I went upstairs to see Fenig. The door was almost off, leaning from the lower hinge. He was seated at his typewriter, looking into the keys. Bandages, tape and gauze were all over the floor. He tapped out a few characters, then turned toward the door and gave me a small wave. His face was full of bruises. There were bloodstains all over his clothes. Both brows were puffed up, his lower lip cut open, thick with dried blood. He hadn't applied bandages or gauze to his wounds, at least not in exposed areas. I stood there watching him type a line or two, very slowly, his fingers merely pecking at the keys prior to each actual assault, the moment in which the words moved through his hands and found the page. He looked my way a second time.

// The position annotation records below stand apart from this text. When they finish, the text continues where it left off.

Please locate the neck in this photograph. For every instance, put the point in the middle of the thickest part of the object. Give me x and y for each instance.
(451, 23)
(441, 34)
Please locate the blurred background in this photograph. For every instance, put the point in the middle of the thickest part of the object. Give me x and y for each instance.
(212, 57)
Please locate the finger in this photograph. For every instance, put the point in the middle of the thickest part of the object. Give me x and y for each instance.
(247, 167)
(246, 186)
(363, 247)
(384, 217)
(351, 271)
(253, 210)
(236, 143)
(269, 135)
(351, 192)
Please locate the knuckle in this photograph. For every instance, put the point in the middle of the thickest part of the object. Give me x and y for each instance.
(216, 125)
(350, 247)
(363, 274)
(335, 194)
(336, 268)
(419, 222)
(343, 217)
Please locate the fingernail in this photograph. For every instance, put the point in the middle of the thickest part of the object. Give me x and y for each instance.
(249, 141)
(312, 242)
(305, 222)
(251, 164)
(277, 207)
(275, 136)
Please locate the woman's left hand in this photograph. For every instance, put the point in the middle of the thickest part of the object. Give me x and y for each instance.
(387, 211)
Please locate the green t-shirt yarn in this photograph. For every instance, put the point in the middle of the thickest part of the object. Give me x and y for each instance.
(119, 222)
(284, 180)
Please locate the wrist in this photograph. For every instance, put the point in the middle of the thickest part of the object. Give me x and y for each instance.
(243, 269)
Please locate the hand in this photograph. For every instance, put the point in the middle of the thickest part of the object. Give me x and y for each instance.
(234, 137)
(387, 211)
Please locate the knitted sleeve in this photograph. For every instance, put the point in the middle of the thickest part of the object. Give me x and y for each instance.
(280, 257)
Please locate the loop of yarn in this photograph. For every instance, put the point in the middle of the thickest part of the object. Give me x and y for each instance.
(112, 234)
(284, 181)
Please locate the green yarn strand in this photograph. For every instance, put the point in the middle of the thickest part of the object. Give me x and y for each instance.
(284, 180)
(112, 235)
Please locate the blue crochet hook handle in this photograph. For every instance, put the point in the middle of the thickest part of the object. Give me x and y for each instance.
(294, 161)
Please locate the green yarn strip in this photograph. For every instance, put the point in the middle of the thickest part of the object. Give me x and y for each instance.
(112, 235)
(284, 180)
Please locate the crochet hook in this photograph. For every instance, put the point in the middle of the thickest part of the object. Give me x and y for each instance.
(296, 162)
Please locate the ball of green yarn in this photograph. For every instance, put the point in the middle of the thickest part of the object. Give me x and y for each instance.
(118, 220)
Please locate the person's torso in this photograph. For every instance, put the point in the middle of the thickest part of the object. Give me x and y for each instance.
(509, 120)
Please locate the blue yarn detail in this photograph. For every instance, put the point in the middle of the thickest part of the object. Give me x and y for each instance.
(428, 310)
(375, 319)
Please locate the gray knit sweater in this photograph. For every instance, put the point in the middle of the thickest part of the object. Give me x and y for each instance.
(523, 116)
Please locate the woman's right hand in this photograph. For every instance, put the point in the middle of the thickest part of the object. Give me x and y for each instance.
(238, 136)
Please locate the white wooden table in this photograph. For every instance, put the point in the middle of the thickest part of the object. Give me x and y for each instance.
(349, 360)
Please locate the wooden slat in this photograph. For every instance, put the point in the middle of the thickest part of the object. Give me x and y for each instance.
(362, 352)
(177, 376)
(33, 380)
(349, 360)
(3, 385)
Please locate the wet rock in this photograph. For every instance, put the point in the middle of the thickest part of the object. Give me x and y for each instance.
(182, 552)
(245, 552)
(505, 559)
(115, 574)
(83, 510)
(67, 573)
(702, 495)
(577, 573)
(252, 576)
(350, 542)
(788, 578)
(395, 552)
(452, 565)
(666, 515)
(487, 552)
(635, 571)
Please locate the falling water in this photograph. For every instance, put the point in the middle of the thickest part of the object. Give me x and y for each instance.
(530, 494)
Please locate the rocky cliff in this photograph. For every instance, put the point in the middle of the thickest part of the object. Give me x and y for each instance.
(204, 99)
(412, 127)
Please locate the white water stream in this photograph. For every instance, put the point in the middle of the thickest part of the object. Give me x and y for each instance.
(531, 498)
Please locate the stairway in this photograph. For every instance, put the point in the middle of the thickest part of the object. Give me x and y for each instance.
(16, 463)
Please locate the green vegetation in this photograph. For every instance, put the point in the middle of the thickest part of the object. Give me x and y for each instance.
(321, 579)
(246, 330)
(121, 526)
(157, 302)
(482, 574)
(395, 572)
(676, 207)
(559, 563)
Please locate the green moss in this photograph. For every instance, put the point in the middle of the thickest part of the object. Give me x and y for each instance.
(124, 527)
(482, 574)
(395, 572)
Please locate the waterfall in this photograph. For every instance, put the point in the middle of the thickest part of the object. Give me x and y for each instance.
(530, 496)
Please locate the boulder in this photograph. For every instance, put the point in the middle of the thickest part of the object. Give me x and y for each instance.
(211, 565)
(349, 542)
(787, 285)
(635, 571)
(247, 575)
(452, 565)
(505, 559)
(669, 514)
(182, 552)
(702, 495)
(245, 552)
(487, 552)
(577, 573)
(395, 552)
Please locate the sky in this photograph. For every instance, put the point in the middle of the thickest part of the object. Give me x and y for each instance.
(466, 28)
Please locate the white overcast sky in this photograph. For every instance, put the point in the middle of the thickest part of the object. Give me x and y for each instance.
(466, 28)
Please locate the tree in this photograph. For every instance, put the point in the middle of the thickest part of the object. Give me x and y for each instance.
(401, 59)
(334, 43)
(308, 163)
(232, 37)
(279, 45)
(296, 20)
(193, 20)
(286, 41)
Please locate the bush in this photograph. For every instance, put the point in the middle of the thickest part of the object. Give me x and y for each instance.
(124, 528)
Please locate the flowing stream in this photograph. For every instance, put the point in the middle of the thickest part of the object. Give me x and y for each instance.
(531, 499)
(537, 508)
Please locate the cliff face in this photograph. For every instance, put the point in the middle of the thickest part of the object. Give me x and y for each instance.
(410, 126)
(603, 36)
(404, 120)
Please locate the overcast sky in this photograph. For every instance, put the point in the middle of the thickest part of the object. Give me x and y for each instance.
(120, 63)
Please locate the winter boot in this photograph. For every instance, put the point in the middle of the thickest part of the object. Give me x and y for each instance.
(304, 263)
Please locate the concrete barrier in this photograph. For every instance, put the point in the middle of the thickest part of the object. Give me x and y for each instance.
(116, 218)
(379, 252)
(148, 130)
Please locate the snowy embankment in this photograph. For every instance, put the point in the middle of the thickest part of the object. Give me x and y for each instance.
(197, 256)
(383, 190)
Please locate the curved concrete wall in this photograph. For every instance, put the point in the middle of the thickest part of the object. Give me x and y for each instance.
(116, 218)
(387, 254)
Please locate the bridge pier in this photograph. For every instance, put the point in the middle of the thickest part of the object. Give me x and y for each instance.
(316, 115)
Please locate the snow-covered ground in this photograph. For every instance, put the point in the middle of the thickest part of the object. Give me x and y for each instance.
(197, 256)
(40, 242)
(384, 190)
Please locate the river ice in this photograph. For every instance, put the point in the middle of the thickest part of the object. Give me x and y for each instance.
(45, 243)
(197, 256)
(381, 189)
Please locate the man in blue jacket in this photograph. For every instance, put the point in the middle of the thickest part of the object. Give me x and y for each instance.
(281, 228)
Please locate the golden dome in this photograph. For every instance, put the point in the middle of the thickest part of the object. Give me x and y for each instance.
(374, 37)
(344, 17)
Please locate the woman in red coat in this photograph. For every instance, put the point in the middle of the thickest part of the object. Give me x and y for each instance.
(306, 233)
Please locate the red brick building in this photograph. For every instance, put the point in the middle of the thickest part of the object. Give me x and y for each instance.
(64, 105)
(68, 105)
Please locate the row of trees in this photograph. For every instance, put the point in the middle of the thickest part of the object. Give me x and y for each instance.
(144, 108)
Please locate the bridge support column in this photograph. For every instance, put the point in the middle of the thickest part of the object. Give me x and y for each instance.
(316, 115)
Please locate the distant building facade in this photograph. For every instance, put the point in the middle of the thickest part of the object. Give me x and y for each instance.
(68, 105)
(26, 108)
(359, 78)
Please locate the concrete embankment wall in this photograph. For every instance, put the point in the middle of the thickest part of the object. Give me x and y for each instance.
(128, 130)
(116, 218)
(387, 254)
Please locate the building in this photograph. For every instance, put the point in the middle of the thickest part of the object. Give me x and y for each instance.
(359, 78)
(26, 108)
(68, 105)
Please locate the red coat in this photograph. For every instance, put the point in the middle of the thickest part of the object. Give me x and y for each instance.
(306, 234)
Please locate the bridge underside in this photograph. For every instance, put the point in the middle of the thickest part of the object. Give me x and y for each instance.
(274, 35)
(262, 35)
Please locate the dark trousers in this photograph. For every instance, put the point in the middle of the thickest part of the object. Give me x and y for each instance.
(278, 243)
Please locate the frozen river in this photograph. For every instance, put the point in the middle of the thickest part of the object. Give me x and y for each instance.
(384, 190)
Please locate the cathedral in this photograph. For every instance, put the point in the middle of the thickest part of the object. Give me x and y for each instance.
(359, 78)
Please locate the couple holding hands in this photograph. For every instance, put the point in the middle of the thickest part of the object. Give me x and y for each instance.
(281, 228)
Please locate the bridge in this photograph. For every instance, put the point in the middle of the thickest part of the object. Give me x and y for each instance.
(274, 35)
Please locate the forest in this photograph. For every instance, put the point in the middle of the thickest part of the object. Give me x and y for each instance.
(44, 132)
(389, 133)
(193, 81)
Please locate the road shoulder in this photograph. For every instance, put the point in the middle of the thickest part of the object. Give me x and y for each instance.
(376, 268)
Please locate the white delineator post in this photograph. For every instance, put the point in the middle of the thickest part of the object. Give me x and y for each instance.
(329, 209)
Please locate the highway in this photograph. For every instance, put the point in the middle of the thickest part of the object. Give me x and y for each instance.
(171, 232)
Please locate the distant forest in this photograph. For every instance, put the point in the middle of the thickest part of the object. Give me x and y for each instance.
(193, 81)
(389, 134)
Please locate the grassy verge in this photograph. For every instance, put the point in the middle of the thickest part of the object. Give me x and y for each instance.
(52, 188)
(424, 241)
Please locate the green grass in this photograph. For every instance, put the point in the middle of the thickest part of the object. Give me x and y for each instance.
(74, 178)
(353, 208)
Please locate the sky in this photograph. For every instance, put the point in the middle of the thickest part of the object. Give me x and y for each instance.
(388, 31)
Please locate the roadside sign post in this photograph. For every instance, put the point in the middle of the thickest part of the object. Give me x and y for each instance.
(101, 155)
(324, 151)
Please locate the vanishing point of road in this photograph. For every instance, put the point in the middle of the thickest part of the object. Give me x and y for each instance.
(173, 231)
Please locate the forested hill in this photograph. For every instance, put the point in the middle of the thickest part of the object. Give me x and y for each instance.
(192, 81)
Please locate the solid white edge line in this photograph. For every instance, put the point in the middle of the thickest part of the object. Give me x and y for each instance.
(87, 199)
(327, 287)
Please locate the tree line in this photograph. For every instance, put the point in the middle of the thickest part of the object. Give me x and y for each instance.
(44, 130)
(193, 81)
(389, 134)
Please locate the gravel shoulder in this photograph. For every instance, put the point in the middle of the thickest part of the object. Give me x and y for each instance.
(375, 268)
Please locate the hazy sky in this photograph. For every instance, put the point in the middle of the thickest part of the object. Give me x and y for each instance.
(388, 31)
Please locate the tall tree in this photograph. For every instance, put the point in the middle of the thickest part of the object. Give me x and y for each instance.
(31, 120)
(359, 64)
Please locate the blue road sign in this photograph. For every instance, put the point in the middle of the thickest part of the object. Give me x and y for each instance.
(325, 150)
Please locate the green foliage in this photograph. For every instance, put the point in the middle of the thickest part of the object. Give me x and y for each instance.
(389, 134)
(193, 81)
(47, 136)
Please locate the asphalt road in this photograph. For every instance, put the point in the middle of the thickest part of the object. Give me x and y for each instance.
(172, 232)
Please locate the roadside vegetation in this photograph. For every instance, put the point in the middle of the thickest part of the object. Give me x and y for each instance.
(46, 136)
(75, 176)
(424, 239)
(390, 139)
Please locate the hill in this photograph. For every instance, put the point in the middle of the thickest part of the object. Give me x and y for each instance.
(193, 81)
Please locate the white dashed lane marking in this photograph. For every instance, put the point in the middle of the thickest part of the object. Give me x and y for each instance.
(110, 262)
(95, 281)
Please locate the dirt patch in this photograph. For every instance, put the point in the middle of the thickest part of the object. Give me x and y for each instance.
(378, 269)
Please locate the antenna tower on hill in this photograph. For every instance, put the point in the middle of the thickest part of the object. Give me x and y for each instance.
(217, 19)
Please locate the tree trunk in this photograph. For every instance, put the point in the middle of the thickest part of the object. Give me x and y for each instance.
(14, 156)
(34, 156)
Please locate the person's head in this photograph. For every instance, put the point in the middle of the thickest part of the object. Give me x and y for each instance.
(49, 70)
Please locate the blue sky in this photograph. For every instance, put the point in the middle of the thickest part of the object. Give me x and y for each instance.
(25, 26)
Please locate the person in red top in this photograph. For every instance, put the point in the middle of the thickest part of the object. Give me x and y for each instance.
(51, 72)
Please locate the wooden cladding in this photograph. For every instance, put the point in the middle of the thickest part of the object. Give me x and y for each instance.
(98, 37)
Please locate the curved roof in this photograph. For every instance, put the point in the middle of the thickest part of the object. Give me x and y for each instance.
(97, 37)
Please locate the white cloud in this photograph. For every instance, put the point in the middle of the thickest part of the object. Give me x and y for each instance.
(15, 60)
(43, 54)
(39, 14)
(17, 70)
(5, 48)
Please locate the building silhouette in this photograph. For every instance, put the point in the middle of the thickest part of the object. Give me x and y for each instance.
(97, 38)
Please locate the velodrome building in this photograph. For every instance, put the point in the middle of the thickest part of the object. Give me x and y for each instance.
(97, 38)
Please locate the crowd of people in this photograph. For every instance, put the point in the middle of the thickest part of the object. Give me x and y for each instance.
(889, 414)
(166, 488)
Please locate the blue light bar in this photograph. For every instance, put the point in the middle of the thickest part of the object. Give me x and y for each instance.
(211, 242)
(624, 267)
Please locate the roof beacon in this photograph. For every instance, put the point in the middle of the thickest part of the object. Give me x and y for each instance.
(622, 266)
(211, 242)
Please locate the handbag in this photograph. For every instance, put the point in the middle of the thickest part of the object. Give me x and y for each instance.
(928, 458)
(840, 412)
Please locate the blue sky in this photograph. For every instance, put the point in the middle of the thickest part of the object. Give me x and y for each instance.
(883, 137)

"Magazines keep folding. It's not so good. I've spent a lot of time lately worrying about whether or not I've lost the essential spark. It's not me I should have been concerned about. It's the market. The market is getting smaller every day. The bright lights are dimming. The sounds and echoes are fading. The great elliptical arc is spinning ever slower."

"Did they take anything?" I said.

"They just cuffed me around and stomped me a little bit. I was lucky. They were in the room probably only sixty seconds. They made a lot of noise coming up the stairs and a lot of noise going back down the stairs. I think that was the biggest part of their operation. The idea of taking over a building. The idea of breaking and entering. The idea of domination. It could have been a whole lot worse. I was lucky. I can't get over how lucky I was. I know people who'd give almost anything to be as lucky as I was."

"Do you want me to help you clean up this mess?"

"You mean the bandages and stuff. I'm the one who flung the bandages and stuff. They didn't do that. I'm the one who did that. After they left I got all this stuff out of my medicine chest. The Band-Aid plastic strips. The safety gauze. The nonstick sterile pads. The first-aid tape. The absorbent cotton. I got it all out. I laid it out on the table and looked at it. I looked especially hard at the tan bandages with the clever little air vents. Then I swept the whole thing right off the table. What good's gauze and cotton against the idea of domination? What good's a sterile compress against the idea of domination? So I'll bleed. So I'll experience discomfort for a few days. I don't think about that because right now, as I sit in this chair talking to you, I'm in the midst of work on a whole new genre. Fi-nance. Financial writing. Books and articles for millionaires and potential millionaires. The floodgates are opened and the words are pouring out. Financial literature. Handled right it's a goddamn gold mine, relatively speaking."